Dios, para preservar aquel pueblo, le dio leyes tan perfectas y minuciosas, las cuales ninguna otra nación o imperio sobre esta tierra ha tenido. Razón tenía el rey David al decir de ellas así: “La ley de Jehová es perfecta, que convierte el alma; el testimonio de Jehová es fiel, que hace sabio al sencillo” (Sal.19:7). Y es que eran mandamientos con origen divino.  Pero Israel no obedeció y su necio corazón buscaba instintivamente el mal, sus labios no eran puros delante de Dios, pues ofrecían un culto híbrido, mezclando en su corazón lo santo con lo profano. Su corazón estaba lejos de Dios aunque con sus labios alababan al Señor de Señores. Su corazón no convertido se iba detrás de los baales, de la avaricia, de la mentira y el engaño.

Hablando Dios a través del profeta Oseas, dice refiriéndose a la obra regeneradora de Jesucristo: “Porque quitaré de su boca los nombres de los baales (ídolos mundanos), y nunca más se mencionarán sus nombres (…) Y te desposaré conmigo para siempre (…) en fidelidad, y conocerás a Jehová” (Os.2:17-20).

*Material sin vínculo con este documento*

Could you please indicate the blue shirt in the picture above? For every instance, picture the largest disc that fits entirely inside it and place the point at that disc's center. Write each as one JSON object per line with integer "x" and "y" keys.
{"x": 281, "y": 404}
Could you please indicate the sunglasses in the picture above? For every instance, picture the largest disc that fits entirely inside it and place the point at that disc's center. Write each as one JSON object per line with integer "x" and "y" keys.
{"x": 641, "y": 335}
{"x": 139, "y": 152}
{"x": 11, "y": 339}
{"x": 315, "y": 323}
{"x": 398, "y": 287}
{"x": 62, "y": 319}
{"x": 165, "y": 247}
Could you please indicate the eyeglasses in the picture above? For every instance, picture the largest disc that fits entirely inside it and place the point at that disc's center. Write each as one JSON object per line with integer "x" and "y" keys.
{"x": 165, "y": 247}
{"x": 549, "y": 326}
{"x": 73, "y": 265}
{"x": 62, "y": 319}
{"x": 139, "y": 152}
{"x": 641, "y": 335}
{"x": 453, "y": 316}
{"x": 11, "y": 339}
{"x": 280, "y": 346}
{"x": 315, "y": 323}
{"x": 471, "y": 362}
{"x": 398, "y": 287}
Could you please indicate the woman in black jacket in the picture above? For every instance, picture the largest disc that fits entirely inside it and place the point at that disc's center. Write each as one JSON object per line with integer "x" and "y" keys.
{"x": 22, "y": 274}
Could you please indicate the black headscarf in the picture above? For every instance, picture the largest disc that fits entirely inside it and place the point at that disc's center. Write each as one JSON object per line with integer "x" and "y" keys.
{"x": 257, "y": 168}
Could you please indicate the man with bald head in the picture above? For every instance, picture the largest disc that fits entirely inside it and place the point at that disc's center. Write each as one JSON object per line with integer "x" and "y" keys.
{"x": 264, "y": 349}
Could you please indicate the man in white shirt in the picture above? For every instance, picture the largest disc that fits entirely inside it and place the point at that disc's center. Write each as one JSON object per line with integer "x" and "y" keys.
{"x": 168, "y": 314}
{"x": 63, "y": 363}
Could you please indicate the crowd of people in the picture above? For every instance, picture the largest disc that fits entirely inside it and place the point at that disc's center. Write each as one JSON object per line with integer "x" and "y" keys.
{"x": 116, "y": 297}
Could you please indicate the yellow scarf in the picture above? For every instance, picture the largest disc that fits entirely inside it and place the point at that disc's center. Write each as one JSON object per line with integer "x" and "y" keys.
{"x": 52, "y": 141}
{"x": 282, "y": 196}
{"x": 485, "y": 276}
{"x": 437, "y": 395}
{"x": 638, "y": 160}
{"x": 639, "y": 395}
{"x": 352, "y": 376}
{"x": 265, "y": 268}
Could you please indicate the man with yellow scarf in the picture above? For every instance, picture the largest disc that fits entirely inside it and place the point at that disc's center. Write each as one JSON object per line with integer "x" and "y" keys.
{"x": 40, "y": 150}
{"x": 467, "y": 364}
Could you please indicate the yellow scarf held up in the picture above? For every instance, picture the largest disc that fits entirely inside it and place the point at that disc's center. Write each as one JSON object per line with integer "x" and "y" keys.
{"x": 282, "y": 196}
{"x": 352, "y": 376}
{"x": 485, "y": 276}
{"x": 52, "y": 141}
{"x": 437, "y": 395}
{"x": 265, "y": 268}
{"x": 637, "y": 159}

Este llamado universal, a toda la raza humana, es confirmado por el profeta Sofonías cuando dice: “En aquel tiempo devolveré yo a los pueblos pureza de labios, para que todos invoquen el nombre de Jehová, para que le sirvan de común consentimiento” (Sof.3:9). Este remanente convertido por la fe en la sangre de Jesucristo, es el llamado a ofrecer a Dios un culto en espíritu y verdad.  ¿Qué tenemos que hablar de los ídolos (baales) del mundo? ¿Por qué rendirle admiración a aquellos que el diablo usa para esclavizar a las multitudes? ¿Qué debemos de hablar de la avaricia, mal que corrompe el corazón de los que la buscan? ¿De qué hablamos con nuestros hermanos? Los edificamos o nos corrompemos. Que Jesús use nuestros labios para edificar al que nos oye. Leamos: “Pero este es el pacto  que haré con la casa de Israel después de aquellos días, dice Jehová: Daré mi ley en su mente, y la escribiré en su corazón; y yo seré a ellos por Dios, y ellos me serán por pueblo” (Jer.31:33). «Cuidado, las malas conversaciones corrompen las buenas costumbres». Mejor hablemos entre nosotros: “…con salmos, con himnos y cánticos espirituales, cantando y alabando al Señor en vuestros corazones…” (Ef.5:19). Que Dios les bendiga.